Nell’adolescenza la TVC condivide molte caratteristiche con la forma dell’adulto, eccetto una lieve predominanza nel sesso maschile, una maggiore percentuale di forme associate ad infezioni ed una peggiore prognosi funzionale.[341, 342] Invece in età neonatale la presentazione clinica, le cause sottostanti, la prognosi ed il trattamento differiscono rispetto all’adulto. I fattori di rischio gestazionali giocano un ruolo centrale, in particolare la pre-eclampsia, o l’ipertensione, essendo presenti rispettivamente nel 26% e nel 10% delle donne,[343, 344] così come il diabete (gestazionale o cronico) presenti nel 26% e nel 10% in due diversi studi.[344] Circa il 75% dei pazienti presentava, al momento della diagnosi, una patologia acuta, principalmente grave disidratazione, patologia cardiaca, sepsi, o meningite.[296, 343, 345] In alcuni studi è stata documentata una prevalenza nel sesso maschile.[343] I più comuni sintomi all’esordio sono crisi epilettiche e distress respiratorio o apnea (presenti in un terzo dei casi).[296, 343] Altri sintomi includono disappetenza, perdita di peso, acidosi, ipotonia e letargia.
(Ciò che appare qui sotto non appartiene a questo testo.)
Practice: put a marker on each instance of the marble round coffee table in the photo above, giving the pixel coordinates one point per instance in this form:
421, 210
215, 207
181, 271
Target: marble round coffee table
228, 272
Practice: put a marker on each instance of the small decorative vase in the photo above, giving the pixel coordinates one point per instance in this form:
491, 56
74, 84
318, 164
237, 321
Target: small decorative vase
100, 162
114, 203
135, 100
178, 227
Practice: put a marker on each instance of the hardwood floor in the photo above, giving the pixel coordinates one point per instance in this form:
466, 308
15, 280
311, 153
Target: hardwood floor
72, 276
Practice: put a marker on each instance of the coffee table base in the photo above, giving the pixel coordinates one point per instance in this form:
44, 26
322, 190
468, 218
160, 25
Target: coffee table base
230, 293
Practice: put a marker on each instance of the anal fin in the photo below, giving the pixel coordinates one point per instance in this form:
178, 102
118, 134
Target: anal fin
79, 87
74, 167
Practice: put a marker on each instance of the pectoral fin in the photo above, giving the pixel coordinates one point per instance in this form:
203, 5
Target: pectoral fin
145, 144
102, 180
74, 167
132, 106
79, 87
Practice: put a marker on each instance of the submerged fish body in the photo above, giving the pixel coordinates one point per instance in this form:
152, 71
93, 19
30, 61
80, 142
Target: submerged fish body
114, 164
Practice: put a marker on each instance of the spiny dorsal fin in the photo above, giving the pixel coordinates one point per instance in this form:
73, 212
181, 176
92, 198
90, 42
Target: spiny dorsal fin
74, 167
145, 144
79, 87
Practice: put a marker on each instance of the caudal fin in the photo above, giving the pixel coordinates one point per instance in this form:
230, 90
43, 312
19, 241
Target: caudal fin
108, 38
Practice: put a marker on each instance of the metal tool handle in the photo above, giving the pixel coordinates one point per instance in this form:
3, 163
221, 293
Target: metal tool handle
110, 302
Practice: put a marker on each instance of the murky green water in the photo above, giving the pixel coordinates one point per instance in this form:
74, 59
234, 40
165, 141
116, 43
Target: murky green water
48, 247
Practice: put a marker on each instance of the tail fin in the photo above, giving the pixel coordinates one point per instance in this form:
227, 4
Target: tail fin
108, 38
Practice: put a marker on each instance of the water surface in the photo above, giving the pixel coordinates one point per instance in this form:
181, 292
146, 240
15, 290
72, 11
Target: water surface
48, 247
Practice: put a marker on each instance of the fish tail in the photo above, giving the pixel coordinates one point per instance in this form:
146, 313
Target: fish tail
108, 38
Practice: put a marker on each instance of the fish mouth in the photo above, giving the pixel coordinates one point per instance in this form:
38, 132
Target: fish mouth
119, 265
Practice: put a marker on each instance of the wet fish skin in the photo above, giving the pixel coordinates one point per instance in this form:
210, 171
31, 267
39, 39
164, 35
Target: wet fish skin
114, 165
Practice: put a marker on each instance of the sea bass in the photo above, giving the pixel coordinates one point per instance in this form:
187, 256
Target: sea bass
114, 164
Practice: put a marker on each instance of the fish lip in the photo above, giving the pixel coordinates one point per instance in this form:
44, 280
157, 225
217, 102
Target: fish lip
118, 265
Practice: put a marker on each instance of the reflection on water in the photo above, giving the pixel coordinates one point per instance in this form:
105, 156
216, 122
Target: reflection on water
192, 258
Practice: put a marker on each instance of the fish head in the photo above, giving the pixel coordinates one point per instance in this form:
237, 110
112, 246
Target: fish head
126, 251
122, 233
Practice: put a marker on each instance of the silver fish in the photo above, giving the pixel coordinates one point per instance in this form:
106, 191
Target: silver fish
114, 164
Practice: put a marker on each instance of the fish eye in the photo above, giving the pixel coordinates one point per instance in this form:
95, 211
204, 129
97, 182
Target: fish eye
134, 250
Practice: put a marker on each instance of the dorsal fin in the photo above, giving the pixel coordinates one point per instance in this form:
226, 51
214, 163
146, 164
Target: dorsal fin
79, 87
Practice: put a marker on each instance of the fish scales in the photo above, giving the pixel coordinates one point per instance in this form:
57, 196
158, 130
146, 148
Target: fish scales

Rispetto all’adulto vi è una maggior frequenza di interessamento del seno retto ed del sistema venoso profondo (circa un terzo dei casi).[343] Alle neuroimmagini sono presenti lesioni ischemiche nel 40%-60% dei casi, spesso associate ad un infarcimento emorragico e, nel 20% dei casi, ad una emorragia intraventricolare.[343]